3. Possibilités en tant qu'institution nationale des droits de l'homme

En tant qu'institution nationale des droits de l'homme du Canada, la CCDP a l'occasion et la responsabilité de donner l'exemple dans la lutte contre le racisme systémique. Au cours des dernières années, la CCDP a examiné de près toutes les facettes de ses activités, son organisation interne et les services qu'elle fournit à la population. Tout cela s'inscrit dans le cadre d'un engagement continu de la présidente et de la haute direction de la CCDP à « passer de la parole aux actes » en abordant les répercussions possibles du racisme systémique dans les divers rôles de la CCDP — en tant que défenseur des droits de la personne, fournisseur de services et organisme de réglementation, et employeur sous réglementation fédérale. Dans le cadre de cette tâche, la CCDP a élaboré un plan d'action de lutte contre le racismexi, qui est un document de base permanent qui guidera les efforts continus et évolutifs de la CCDP en matière de lutte contre le racisme, tant à l'intérieur qu'à l'extérieur de l'organisation. La CCDP s'engage à respecter les normes les plus élevées en matière d'égalité et de non-discrimination, d'inclusion, de dignité et de respect, et s'engage à être une alliée farouche dans la lutte contre le racisme au Canada.

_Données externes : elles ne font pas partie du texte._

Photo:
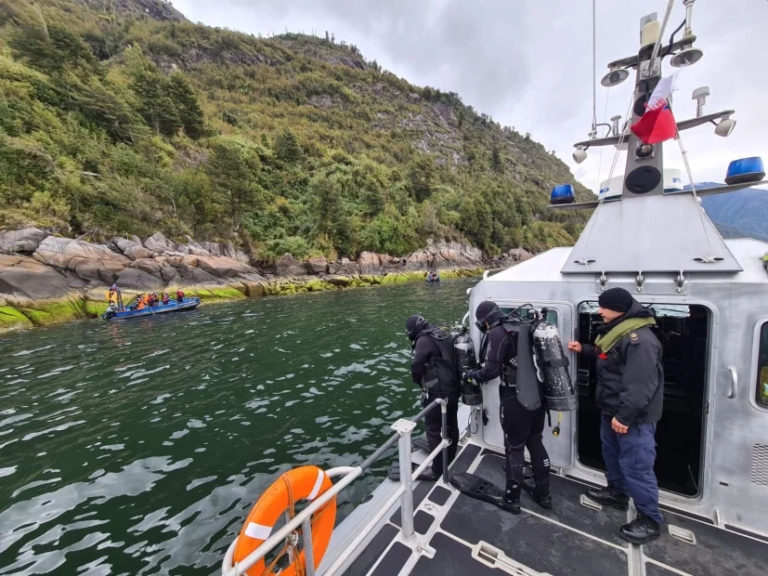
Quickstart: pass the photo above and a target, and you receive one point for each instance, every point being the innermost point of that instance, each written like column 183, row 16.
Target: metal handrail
column 351, row 473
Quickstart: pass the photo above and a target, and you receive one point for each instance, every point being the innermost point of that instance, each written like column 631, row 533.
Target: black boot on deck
column 641, row 530
column 609, row 497
column 512, row 501
column 542, row 497
column 512, row 493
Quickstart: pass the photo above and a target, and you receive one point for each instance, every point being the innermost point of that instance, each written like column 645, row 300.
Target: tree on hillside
column 232, row 169
column 187, row 107
column 287, row 147
column 53, row 50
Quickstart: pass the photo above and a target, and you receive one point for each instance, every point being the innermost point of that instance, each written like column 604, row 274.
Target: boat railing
column 403, row 437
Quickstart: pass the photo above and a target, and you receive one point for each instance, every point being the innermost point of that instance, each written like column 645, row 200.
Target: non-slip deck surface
column 570, row 540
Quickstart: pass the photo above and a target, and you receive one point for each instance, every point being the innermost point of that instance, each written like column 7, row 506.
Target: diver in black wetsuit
column 522, row 427
column 433, row 368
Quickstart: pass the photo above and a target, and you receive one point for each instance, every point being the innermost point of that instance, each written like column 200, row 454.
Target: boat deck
column 457, row 534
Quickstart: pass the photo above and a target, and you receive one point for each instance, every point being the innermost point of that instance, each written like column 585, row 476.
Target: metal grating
column 759, row 474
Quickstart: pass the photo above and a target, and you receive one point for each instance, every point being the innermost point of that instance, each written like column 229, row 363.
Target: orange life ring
column 303, row 483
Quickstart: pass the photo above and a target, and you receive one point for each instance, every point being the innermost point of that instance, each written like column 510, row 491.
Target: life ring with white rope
column 302, row 483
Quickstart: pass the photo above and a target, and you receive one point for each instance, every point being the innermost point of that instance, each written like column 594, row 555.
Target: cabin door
column 559, row 446
column 684, row 331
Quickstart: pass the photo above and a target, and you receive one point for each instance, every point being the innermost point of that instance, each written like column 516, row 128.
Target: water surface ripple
column 139, row 447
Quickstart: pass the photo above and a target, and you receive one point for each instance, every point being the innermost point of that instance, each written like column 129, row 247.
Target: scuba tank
column 471, row 393
column 552, row 365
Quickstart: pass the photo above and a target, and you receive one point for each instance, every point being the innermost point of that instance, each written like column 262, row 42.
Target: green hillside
column 120, row 117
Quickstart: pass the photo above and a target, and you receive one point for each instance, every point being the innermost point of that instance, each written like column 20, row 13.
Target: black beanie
column 414, row 325
column 487, row 311
column 616, row 299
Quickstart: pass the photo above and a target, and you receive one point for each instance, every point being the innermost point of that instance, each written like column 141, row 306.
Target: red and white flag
column 658, row 123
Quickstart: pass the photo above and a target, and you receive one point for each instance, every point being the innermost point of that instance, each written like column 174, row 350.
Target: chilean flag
column 658, row 123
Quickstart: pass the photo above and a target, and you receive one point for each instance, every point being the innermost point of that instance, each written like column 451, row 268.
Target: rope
column 684, row 154
column 594, row 70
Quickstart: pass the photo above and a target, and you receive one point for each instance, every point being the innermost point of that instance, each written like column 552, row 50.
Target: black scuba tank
column 471, row 393
column 552, row 365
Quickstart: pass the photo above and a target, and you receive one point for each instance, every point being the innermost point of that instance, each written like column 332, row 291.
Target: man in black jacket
column 434, row 369
column 522, row 427
column 630, row 391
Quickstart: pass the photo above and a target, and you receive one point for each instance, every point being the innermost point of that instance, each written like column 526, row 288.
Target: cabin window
column 526, row 313
column 762, row 368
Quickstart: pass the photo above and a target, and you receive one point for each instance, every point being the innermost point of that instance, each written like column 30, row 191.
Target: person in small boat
column 522, row 427
column 630, row 392
column 112, row 296
column 434, row 368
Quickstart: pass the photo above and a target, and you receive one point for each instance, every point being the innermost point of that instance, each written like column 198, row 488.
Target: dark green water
column 139, row 447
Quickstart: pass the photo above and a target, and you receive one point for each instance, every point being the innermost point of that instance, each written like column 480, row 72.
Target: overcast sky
column 528, row 63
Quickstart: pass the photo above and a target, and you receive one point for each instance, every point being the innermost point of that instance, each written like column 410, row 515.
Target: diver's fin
column 476, row 487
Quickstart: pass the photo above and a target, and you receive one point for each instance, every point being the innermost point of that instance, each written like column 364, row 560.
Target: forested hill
column 120, row 117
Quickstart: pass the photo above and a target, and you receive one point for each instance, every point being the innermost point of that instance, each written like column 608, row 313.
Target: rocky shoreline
column 46, row 279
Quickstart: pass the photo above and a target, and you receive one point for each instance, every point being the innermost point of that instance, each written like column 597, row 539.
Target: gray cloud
column 528, row 63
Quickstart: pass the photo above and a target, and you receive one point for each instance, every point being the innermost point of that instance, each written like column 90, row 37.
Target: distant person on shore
column 630, row 392
column 434, row 368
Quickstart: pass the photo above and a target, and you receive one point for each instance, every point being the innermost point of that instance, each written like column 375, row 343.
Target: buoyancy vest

Les renseignements suivants détaillent les quatre engagements pris par la CCDP en matière de changement organisationnel pour lutter contre le racisme, ainsi que les différentes étapes qu'elle a franchies dans ses efforts de lutte contre le racisme, en date du 31 mars 2021, comme l'indique son rapport d'étape du plan d'action de lutte contre le racismexii. La CCDP est plus que jamais déterminée à faire en sorte que la lutte contre le racisme fasse partie intégrante de tout ce qu'elle fait et de tout ce qu'elle représente en tant qu'institution nationale des droits de l'homme du Canada.

1. Faire preuve de transparence, de clarté et d'imputabilité

La CCDP s'est engagée à faire preuve de transparence et d'imputabilité dans ses efforts pour susciter un changement organisationnel antiraciste. À titre d'exemple, la CCDP a rendu compte publiquement de son travail de lutte contre le racisme tout au long de l'année en utilisant une variété d'outils et de moyens de communication, notamment par son rapport annuel 2020 au Parlement. La CCDP a également mis en place un comité de consultation à l'interne composé d'employés autochtones, noirs et d'autres groupes racisés, afin de recueillir des commentaires sur les activités de lutte contre le racisme de la CCDP.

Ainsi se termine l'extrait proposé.